99.5% of companies in LATAM are SMBs. They generate about 60% of formal employment. Yet they contribute only around 25% of GDP. In the OECD that ratio is 50/50. The 25-point GDP gap on a USD 6.5 trillion regional economy works out to roughly USD 1.6 trillion of value-added that nobody is creating each year. The same SMB headcount could produce twice as much output.

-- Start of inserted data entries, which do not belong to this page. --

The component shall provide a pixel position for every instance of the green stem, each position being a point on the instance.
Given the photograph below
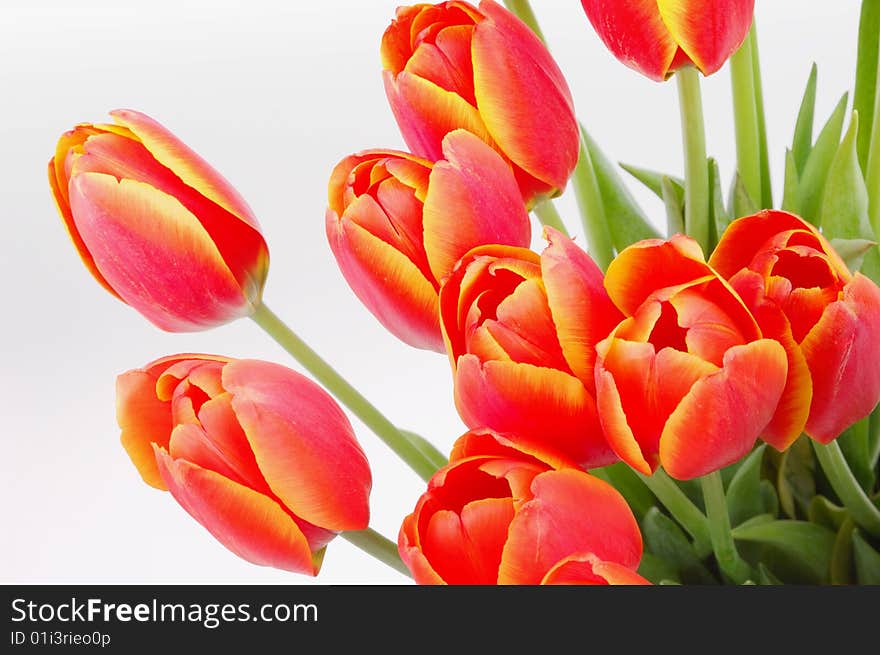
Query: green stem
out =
(548, 215)
(344, 392)
(382, 548)
(766, 182)
(745, 115)
(592, 209)
(847, 488)
(524, 11)
(681, 508)
(729, 561)
(696, 170)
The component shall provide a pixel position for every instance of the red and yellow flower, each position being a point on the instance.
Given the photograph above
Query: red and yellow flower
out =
(827, 318)
(687, 380)
(258, 454)
(452, 65)
(156, 225)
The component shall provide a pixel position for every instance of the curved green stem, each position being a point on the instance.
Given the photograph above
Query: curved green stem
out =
(729, 561)
(548, 215)
(845, 485)
(344, 392)
(382, 548)
(696, 169)
(682, 509)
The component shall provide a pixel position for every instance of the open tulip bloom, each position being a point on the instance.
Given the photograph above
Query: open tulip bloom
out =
(695, 408)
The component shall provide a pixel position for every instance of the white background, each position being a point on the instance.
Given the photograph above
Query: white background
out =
(273, 94)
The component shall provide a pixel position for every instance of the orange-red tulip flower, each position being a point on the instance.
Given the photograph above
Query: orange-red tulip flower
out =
(452, 65)
(828, 319)
(156, 225)
(258, 454)
(687, 380)
(397, 225)
(520, 329)
(506, 518)
(657, 37)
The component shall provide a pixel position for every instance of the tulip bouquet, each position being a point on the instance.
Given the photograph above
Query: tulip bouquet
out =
(694, 407)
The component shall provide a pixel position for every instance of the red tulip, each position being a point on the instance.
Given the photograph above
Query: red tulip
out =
(397, 225)
(520, 330)
(452, 65)
(258, 454)
(657, 37)
(828, 319)
(156, 225)
(506, 518)
(687, 380)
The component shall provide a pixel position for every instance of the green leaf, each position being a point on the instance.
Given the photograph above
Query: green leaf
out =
(744, 492)
(803, 549)
(866, 73)
(803, 131)
(629, 223)
(854, 443)
(624, 479)
(741, 202)
(842, 554)
(823, 512)
(812, 178)
(426, 448)
(674, 207)
(666, 540)
(719, 217)
(845, 204)
(867, 560)
(655, 569)
(653, 180)
(790, 193)
(795, 483)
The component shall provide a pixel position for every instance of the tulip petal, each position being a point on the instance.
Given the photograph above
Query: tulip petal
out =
(842, 351)
(425, 113)
(473, 200)
(144, 420)
(718, 421)
(186, 164)
(545, 410)
(387, 283)
(137, 233)
(305, 448)
(634, 31)
(582, 311)
(708, 32)
(523, 98)
(248, 523)
(571, 512)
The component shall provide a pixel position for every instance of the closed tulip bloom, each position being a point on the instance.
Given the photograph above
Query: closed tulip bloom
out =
(520, 330)
(687, 380)
(502, 517)
(156, 225)
(453, 65)
(657, 37)
(828, 319)
(258, 454)
(397, 224)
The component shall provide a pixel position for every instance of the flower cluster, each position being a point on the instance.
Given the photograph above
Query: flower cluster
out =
(580, 388)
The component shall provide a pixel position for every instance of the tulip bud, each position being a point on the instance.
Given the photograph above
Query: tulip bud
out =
(452, 65)
(520, 330)
(687, 380)
(828, 320)
(498, 516)
(156, 225)
(397, 224)
(258, 454)
(657, 38)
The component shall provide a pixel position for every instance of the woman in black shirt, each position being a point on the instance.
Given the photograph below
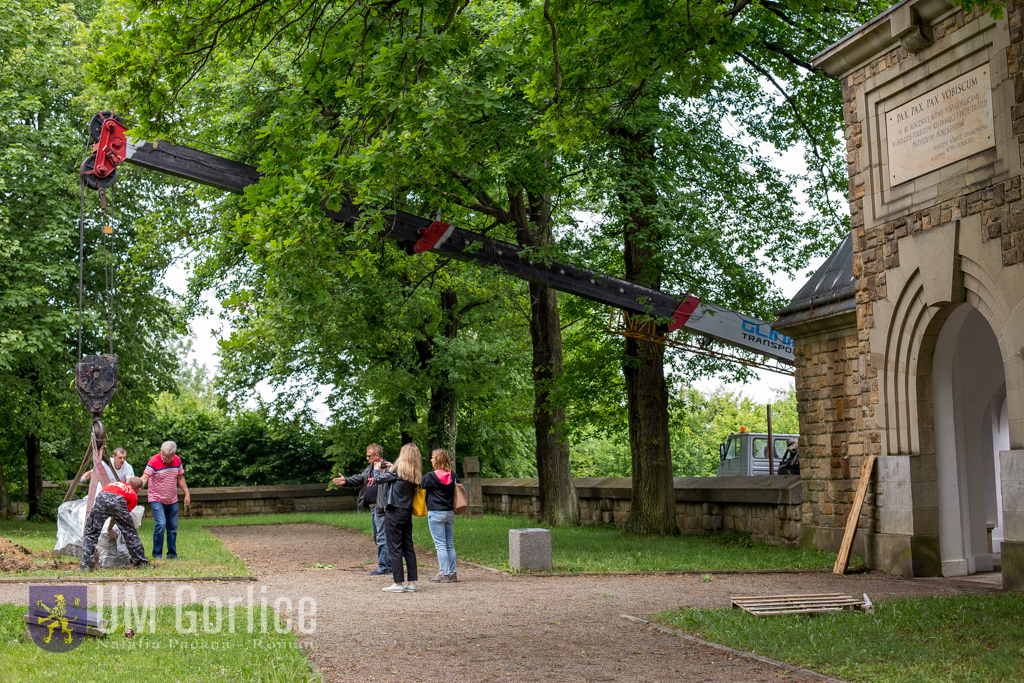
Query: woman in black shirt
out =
(395, 489)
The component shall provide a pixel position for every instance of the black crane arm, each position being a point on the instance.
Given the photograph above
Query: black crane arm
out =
(420, 235)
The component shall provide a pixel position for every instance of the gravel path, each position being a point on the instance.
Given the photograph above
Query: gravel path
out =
(494, 627)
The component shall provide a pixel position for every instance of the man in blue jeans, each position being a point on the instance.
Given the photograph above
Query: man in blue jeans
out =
(368, 497)
(164, 473)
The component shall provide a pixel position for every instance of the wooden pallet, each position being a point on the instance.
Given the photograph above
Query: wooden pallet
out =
(769, 605)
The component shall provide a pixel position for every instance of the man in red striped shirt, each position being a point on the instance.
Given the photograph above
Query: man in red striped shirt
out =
(164, 473)
(115, 501)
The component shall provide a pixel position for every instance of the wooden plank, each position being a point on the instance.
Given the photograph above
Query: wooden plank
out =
(768, 605)
(792, 600)
(807, 595)
(843, 561)
(799, 611)
(803, 603)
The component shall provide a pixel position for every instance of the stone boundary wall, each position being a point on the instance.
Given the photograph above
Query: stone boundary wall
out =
(768, 507)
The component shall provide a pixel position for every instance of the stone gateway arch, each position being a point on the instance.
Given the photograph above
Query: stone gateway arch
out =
(909, 339)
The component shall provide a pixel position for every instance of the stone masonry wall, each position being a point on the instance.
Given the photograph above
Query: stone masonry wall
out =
(829, 391)
(775, 523)
(842, 384)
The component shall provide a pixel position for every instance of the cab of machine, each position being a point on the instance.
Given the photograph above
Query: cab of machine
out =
(745, 454)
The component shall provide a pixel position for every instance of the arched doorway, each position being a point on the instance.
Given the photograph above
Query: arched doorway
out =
(970, 428)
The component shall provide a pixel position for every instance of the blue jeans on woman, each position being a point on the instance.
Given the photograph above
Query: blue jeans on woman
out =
(165, 516)
(441, 523)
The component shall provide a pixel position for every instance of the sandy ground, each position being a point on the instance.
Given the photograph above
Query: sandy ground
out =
(493, 627)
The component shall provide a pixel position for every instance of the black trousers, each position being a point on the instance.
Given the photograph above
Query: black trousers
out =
(398, 528)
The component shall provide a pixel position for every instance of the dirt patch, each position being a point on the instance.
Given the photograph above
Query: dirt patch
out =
(15, 557)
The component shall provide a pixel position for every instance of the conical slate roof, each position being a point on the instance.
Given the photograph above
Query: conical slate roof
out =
(829, 291)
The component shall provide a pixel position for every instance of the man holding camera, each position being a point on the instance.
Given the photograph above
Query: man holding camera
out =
(368, 496)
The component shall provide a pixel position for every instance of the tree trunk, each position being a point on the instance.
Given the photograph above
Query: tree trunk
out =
(559, 504)
(5, 509)
(35, 458)
(443, 400)
(653, 507)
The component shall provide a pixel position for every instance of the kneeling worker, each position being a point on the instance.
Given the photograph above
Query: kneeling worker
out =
(116, 501)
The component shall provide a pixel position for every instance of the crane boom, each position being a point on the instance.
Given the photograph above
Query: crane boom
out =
(420, 235)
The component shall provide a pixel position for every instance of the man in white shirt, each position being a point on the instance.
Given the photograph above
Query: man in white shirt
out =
(121, 466)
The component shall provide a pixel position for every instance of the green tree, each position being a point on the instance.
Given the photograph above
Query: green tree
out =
(415, 102)
(645, 86)
(43, 118)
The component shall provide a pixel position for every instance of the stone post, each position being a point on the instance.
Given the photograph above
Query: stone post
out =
(471, 479)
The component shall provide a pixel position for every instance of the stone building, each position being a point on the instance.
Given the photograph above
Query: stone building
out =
(909, 340)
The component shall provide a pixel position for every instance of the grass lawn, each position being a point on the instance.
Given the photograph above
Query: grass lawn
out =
(478, 540)
(160, 656)
(964, 638)
(202, 554)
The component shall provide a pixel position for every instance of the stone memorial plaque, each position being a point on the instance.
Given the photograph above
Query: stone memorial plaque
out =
(946, 124)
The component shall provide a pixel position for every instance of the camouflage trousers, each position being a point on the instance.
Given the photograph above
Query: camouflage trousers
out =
(115, 507)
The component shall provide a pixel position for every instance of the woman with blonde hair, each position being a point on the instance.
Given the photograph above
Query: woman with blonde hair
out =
(398, 484)
(440, 513)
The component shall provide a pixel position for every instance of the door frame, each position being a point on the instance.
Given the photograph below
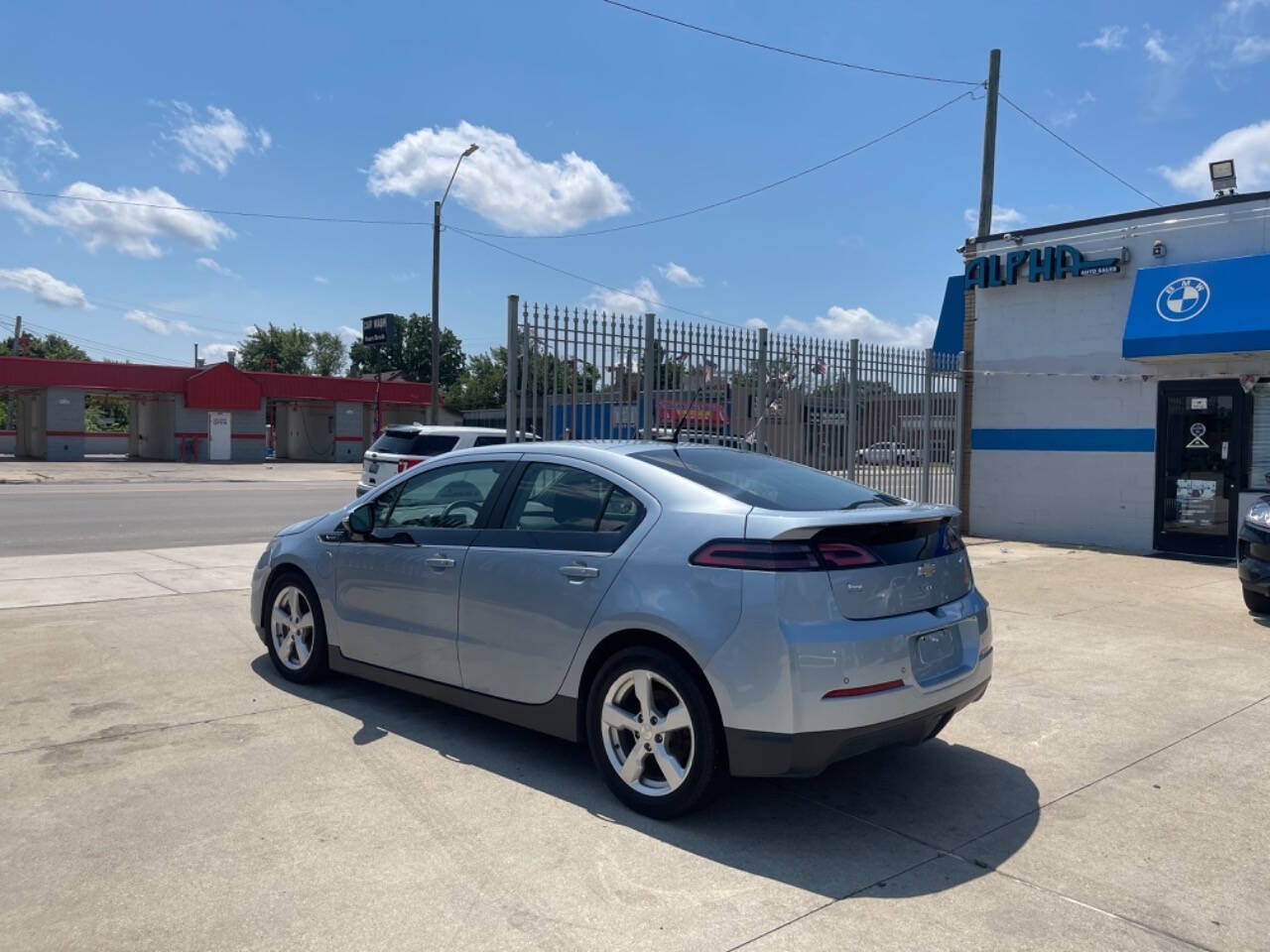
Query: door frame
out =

Half the gap is structural: cost of capital, access to financing, human capital, country infrastructure. None of that gets fixed in a quarter. The other half is operational and traces back to one thing: LATAM SMBs run on zero data infrastructure. Excel, WhatsApp, paper orders, a notebook by the register. If they are lucky, an Odoo someone stood up by following a YouTube tutorial — no localization, no DIAN/SUNAT/SAT integration, no analytics layer. This piece is about that operational half. Where the money leaks, in which stack layers, and why 95% of existing ERP rollouts in the region don't fix it.

  • USD 500B/year — operational productivity gap between LATAM SMBs and the OECD benchmark. The structural piece is counted separately.
  • 4 data infrastructure layers — capture, storage, governance, analytics. LATAM SMBs sag on all four, just differently. Diagnosis starts by naming which layer is the break.
  • 2026 e-invoicing in PE, MX, CO, AR, CL is a regulator-forced capture layer. The teams that wired it cleanly get analytics for free. The teams that bolted on "just to avoid the fine" lose everything downstream.
  • AI without normalized data is theater. Per the BID low estimate, roughly 78% of SMBs claiming to "implement AI" in 2025–2026 don't even have a data warehouse.
  • Playbook: l10n_xx → DWH (BigQuery or ClickHouse) → dashboard → one ML use case. In that order, never the reverse.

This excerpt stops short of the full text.